There is paucity of information regarding the burden of morbidity carried by survivors of HSCT performed in childhood. In particular, there exists very few data on the morbidity and mortality associated with HSCT-related conditioning and GVHD that is above and beyond the well-documented risk related to conventional therapy.^10-13  In the current study we address this gap in knowledge by using 2 unique resources of childhood cancer survivors, the Childhood Cancer Survivor Study (CCSS: conventionally treated patients) and the Bone Marrow Transplant Survivor Study (BMTSS: children treated with HSCT) to understand the individual and independent contribution of pre-HSCT therapeutic exposures, conditioning-related exposures, and GVHD in the development of adverse health outcomes in long-term HSCT survivors.

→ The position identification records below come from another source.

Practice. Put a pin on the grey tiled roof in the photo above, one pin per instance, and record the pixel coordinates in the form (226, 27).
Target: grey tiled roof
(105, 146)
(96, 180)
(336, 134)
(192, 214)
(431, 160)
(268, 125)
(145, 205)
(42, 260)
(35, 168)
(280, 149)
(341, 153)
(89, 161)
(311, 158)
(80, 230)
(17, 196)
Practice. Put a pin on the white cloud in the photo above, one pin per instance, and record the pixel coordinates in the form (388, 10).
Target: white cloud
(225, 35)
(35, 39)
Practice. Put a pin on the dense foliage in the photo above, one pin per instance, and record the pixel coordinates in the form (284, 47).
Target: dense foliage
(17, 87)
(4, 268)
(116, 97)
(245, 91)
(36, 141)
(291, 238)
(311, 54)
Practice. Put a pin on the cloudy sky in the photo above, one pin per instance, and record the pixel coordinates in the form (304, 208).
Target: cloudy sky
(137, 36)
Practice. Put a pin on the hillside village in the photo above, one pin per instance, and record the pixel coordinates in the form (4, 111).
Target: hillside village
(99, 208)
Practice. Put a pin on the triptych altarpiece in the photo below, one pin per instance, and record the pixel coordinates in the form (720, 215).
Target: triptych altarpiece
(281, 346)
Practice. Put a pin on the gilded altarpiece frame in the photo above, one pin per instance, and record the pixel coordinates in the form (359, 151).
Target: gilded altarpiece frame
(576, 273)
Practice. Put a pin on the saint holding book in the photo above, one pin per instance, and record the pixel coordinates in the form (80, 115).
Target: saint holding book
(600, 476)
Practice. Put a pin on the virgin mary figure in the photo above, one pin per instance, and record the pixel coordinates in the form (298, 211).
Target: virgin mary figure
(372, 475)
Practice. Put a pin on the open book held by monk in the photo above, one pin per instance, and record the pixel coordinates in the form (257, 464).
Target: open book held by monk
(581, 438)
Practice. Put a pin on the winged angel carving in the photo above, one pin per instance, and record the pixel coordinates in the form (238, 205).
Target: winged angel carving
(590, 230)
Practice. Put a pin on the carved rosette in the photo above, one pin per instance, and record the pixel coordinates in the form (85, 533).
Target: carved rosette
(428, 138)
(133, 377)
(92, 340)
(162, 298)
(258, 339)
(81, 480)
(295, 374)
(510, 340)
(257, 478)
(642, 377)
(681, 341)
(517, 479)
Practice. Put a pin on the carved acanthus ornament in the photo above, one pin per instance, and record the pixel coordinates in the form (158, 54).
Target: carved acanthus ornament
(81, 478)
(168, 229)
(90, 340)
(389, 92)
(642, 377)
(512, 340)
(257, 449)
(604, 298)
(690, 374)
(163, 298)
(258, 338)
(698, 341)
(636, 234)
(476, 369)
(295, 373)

CCSS is a multiinstitutional cohort of 5-year survivors of cancer diagnosed between 1970 and 1986 at age ≤ 21 years. The current study included CCSS participants with AML, ALL, HL, and NHL treated conventionally (ie, without HSCT). Fourteen percent were lost to follow-up, and the study participation rate was 70% for the remaining eligible patients. BMTSS examined long-term outcomes in patients undergoing HSCT between 1974 and 1998 at City of Hope or University of Minnesota. Recognizing differences in baseline eligibility criteria between CCSS and BMTSS, we limited BMTSS participants to those < 21 years of age at diagnosis of a hematologic malignancy; who had survived ≥ 5 years from their primary diagnosis; who had undergone HSCT within 3 years of diagnosis; and who were ≥ 2 years from myeloablative HSCT. Sixteen percent were lost to follow-up, and the study participation rate was 60% for the remaining eligible patients. To allow for comparisons with a noncancer population, a random sample of CCSS survivors were asked to identify a nearest-age living sibling to be included in the study. All study participants provided written informed consent for participation in the study in accordance with the Declaration of Helsinki, and the study was approved by the St. Jude Research Hospital institutional review board. Detailed descriptions of the CCSS^14,15  and BMTSS¹⁶  study designs have been reported previously. Study materials for the CCSS, including questionnaires and treatment abstraction forms, are available at http://ccss.stjude.org.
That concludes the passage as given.